READ: What Food Should I Serve at a Bris?
3. Tune out the negative voices.
Circumcision has become a highly controversial subject. If you have chosen this ritual for your family, guard your choice and your feelings wisely. Remember that this is an ancient sacrifice. Rabbis often lament that people used to sacrifice their children—it’s just the foreskin we give now. This is a tradition that links our people to Abraham and Isaac, and focusing on that historical significance can often be a source of comfort.
4. Gather ritual items you may need in advance.
As in, before you give birth. You’ll need a pillow, candle sticks, tallis, and kiddish cup. Think of it as part of nesting—that way you are not rummaging around your house in a postpartum haze looking for your late grandfather’s tallis.
5. Delegate, Delegate, Delegate.
After a baby arrives, people are always asking how they can help—so let them! Make a detailed task list of things that need to be done and assign a person to do each of them. Assign someone to remember to bring the checkbook in order to pay the caterer/mohel/rabbi. Have someone who will make sure the venue is left as it was found so that you don’t incur fees and that important ritual items return home with you, including the bris certificate which should be presented to you by your rabbi and/or mohel. Even if the bris is held at your house, be sure to have people stay afterwards to clean up.
6. Arrive early.
If you are having a bris somewhere other than your house, arrive early so that you can spend some time to get familiar with the space and cuddle your baby prior to the ceremony.
READ: FAQ: Everything You Need to Know About Jewish Baby Ceremonies
7. Be gentle on yourself
Know yourself and your limits. If you are the kind of mama who needs to see every detail, then by all means choose a seat up front, but many mothers sit off to the side during the procedure. Anticipate that your baby will cry and that this may trigger a flood of postpartum emotions for you. Yes, it’s OK to cry at your son’s bris; your emotions are your own and no one should place expectations on your reaction to this procedure.
8. Be gentle on your baby
While guests might be anxious to meet your new addition, post operatively is not the best time to do so. Before the ceremony you want to make sure your baby is calm and fed and has had some time for the breast milk/formula to settle. Retreat after the bris to feed/nurse and hold your baby.
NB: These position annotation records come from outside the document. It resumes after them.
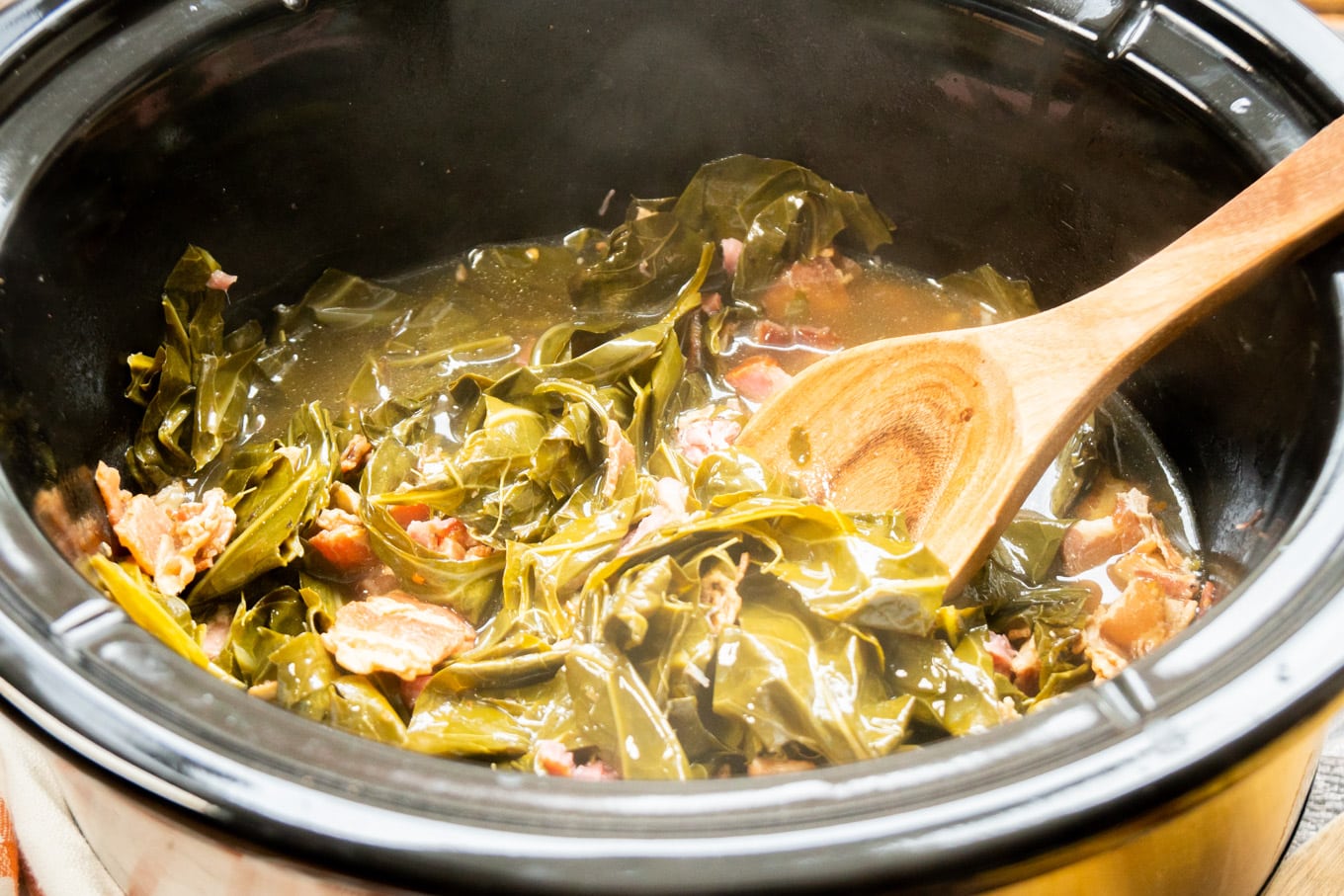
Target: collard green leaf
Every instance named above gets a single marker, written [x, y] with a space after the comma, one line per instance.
[616, 712]
[780, 211]
[799, 683]
[361, 708]
[1003, 298]
[491, 724]
[1029, 547]
[199, 380]
[960, 697]
[304, 676]
[161, 615]
[283, 495]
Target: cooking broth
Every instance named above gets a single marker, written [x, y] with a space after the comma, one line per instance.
[493, 511]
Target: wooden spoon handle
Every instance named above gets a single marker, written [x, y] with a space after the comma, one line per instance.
[1112, 331]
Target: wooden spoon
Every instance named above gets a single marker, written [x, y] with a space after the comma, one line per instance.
[956, 428]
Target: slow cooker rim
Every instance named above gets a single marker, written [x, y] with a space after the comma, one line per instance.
[1310, 693]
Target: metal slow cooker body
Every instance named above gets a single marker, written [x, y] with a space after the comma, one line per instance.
[1059, 140]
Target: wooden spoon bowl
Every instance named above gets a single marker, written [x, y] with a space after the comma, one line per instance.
[956, 428]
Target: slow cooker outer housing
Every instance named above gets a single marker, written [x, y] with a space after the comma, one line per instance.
[1059, 140]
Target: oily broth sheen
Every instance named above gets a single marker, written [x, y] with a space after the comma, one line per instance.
[503, 310]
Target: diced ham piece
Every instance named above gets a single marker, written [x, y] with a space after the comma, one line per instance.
[172, 538]
[220, 281]
[809, 289]
[777, 766]
[701, 433]
[407, 514]
[396, 633]
[766, 332]
[355, 454]
[594, 770]
[1000, 648]
[449, 536]
[1160, 589]
[669, 497]
[1131, 526]
[343, 540]
[554, 759]
[620, 457]
[1142, 618]
[758, 377]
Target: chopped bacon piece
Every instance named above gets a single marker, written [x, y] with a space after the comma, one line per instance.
[266, 691]
[413, 688]
[554, 759]
[343, 540]
[172, 538]
[777, 766]
[220, 281]
[449, 536]
[719, 593]
[808, 289]
[758, 377]
[1160, 589]
[1089, 543]
[1026, 668]
[594, 770]
[216, 631]
[766, 332]
[1142, 618]
[407, 514]
[620, 457]
[1000, 648]
[701, 433]
[355, 454]
[396, 633]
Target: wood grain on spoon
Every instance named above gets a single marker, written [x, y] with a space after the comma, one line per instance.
[956, 428]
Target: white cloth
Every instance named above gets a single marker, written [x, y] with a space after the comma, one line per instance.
[52, 855]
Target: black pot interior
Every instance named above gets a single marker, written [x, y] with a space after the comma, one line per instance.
[384, 136]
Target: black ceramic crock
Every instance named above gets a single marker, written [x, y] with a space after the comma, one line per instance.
[1058, 140]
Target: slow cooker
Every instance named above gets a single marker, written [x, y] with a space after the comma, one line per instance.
[1059, 140]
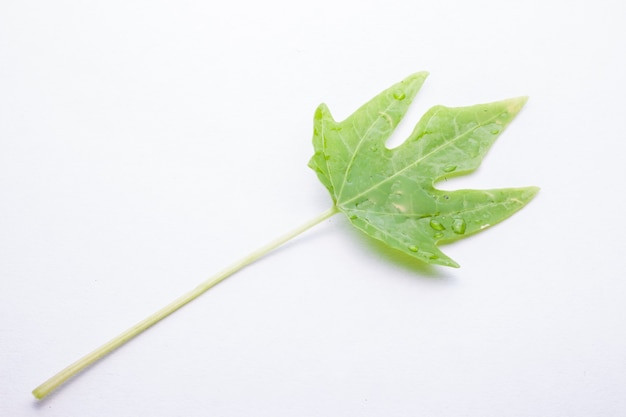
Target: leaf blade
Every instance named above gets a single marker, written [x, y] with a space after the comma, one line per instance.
[389, 194]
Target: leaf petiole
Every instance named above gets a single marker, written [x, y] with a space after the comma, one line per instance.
[54, 382]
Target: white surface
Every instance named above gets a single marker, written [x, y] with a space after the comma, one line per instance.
[147, 144]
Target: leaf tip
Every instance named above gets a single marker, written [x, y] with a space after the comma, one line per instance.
[514, 105]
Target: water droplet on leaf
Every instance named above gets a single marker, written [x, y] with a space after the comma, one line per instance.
[459, 226]
[436, 224]
[399, 95]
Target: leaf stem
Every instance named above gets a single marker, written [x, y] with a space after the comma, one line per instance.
[54, 382]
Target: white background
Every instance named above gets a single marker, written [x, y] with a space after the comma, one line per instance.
[147, 144]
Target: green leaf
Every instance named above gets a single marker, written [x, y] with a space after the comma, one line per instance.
[389, 193]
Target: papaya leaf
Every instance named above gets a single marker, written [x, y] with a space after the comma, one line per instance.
[389, 193]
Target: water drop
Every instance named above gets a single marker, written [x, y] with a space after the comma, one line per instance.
[436, 224]
[459, 226]
[399, 95]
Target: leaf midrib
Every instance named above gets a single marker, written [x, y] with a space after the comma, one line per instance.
[412, 164]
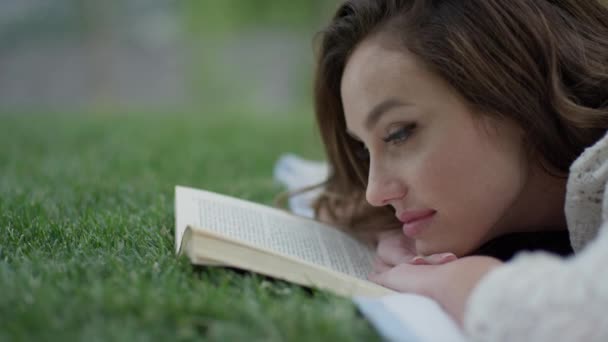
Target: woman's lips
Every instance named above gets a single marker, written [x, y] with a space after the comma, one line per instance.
[415, 222]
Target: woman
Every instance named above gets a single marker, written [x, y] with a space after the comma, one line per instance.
[459, 123]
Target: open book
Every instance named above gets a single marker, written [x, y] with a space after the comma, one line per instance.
[218, 230]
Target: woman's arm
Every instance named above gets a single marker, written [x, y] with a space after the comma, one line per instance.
[541, 297]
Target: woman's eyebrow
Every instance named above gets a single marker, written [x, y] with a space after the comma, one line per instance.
[380, 109]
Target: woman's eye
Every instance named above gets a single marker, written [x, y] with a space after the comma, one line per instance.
[361, 152]
[400, 135]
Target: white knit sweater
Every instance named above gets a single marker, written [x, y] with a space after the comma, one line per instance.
[542, 297]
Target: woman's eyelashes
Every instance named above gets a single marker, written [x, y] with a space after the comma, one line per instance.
[397, 136]
[400, 134]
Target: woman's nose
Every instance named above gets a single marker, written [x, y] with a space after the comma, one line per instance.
[382, 188]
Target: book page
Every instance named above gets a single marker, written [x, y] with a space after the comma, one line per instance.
[271, 229]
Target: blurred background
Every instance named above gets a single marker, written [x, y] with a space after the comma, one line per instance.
[162, 55]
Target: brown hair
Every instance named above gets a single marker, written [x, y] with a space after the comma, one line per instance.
[541, 63]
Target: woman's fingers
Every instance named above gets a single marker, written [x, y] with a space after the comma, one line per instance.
[392, 249]
[380, 266]
[434, 259]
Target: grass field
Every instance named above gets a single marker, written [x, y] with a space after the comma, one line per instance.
[86, 222]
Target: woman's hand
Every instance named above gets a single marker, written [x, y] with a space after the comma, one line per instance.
[394, 248]
[450, 284]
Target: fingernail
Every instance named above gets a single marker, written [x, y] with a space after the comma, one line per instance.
[447, 256]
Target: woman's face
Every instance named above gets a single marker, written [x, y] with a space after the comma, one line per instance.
[451, 175]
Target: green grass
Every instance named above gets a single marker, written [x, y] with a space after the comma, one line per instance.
[86, 230]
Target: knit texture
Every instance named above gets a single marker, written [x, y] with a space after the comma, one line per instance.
[543, 297]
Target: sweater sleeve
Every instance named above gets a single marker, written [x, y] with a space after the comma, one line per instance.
[541, 297]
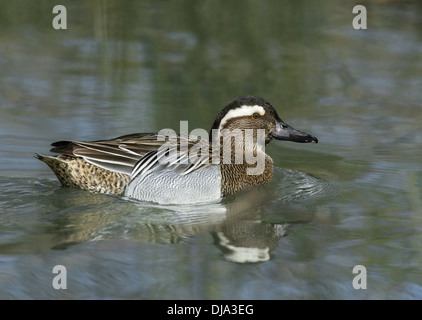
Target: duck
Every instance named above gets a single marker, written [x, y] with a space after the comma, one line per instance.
[180, 168]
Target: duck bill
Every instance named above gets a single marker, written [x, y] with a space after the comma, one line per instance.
[285, 132]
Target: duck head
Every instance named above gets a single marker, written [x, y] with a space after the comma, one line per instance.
[251, 112]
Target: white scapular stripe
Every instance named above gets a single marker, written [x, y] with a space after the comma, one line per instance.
[242, 111]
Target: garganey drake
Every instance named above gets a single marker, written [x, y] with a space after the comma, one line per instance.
[133, 165]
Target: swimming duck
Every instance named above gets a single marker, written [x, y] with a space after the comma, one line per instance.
[133, 166]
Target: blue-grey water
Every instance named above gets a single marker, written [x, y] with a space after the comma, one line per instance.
[355, 198]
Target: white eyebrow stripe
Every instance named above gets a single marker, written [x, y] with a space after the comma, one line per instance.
[243, 111]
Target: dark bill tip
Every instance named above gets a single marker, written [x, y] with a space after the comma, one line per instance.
[285, 132]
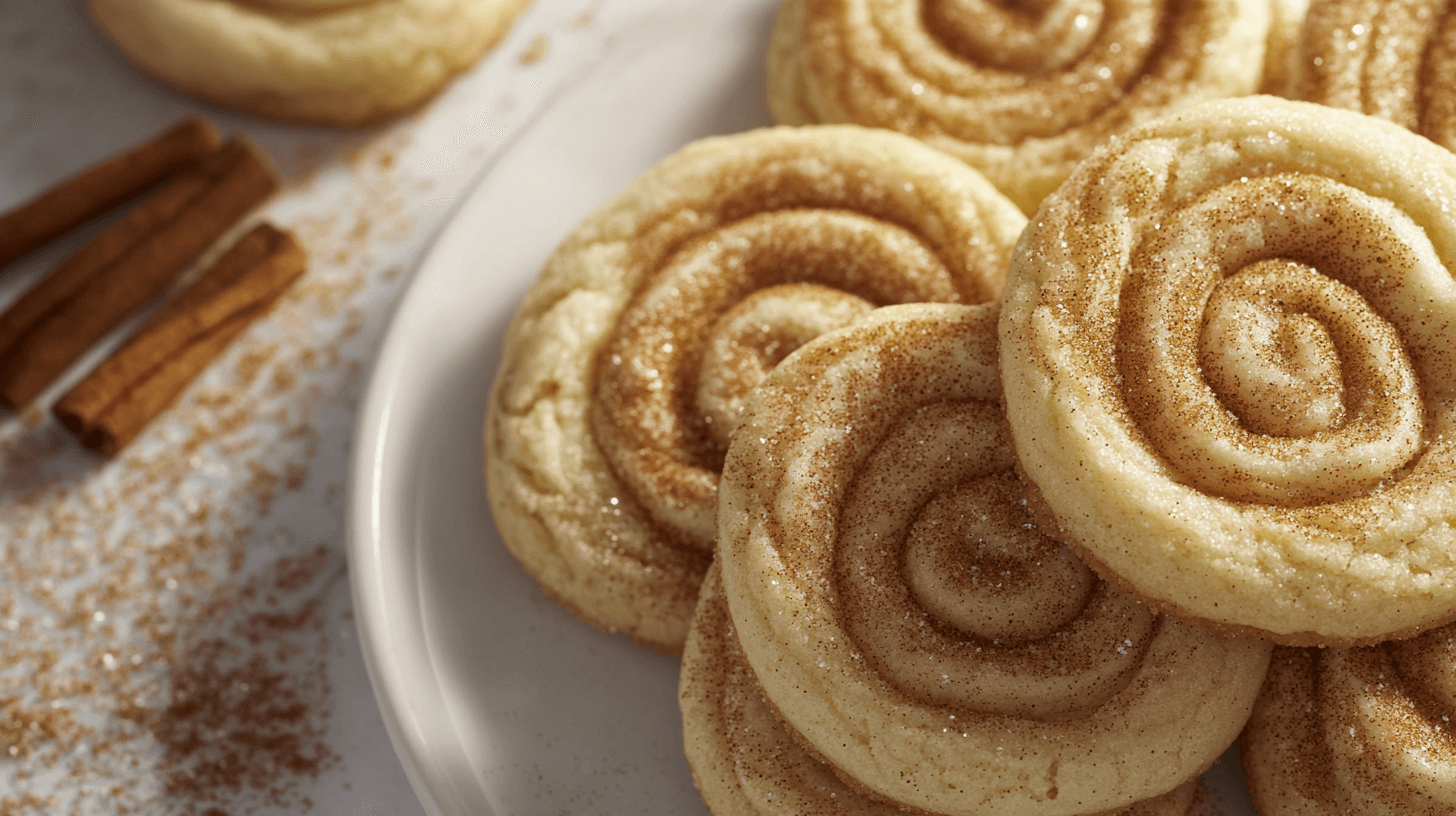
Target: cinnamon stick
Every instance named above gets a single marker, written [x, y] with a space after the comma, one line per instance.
[149, 372]
[124, 268]
[104, 187]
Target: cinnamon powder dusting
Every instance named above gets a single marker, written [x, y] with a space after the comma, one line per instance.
[166, 615]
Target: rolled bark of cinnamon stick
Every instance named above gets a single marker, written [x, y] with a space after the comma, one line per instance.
[104, 187]
[125, 267]
[149, 372]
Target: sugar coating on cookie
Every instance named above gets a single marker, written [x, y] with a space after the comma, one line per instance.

Some babies sleep immediately following and are not interested in eating, while others need the comfort of being close to you. During this time surround yourself with supportive, positive people—ones who will sit quietly with you or bring you a drink and a plate of food.
9. Don’t be afraid to ask questions.
Don’t be alarmed if baby sleeps a lot after the procedure, but check in with your pediatrician and mohel with any questions. You can’t be too vigilant at this time because it is traumatic in many ways. Have your baby checked that evening or the following day by either your mohel or your pediatrician.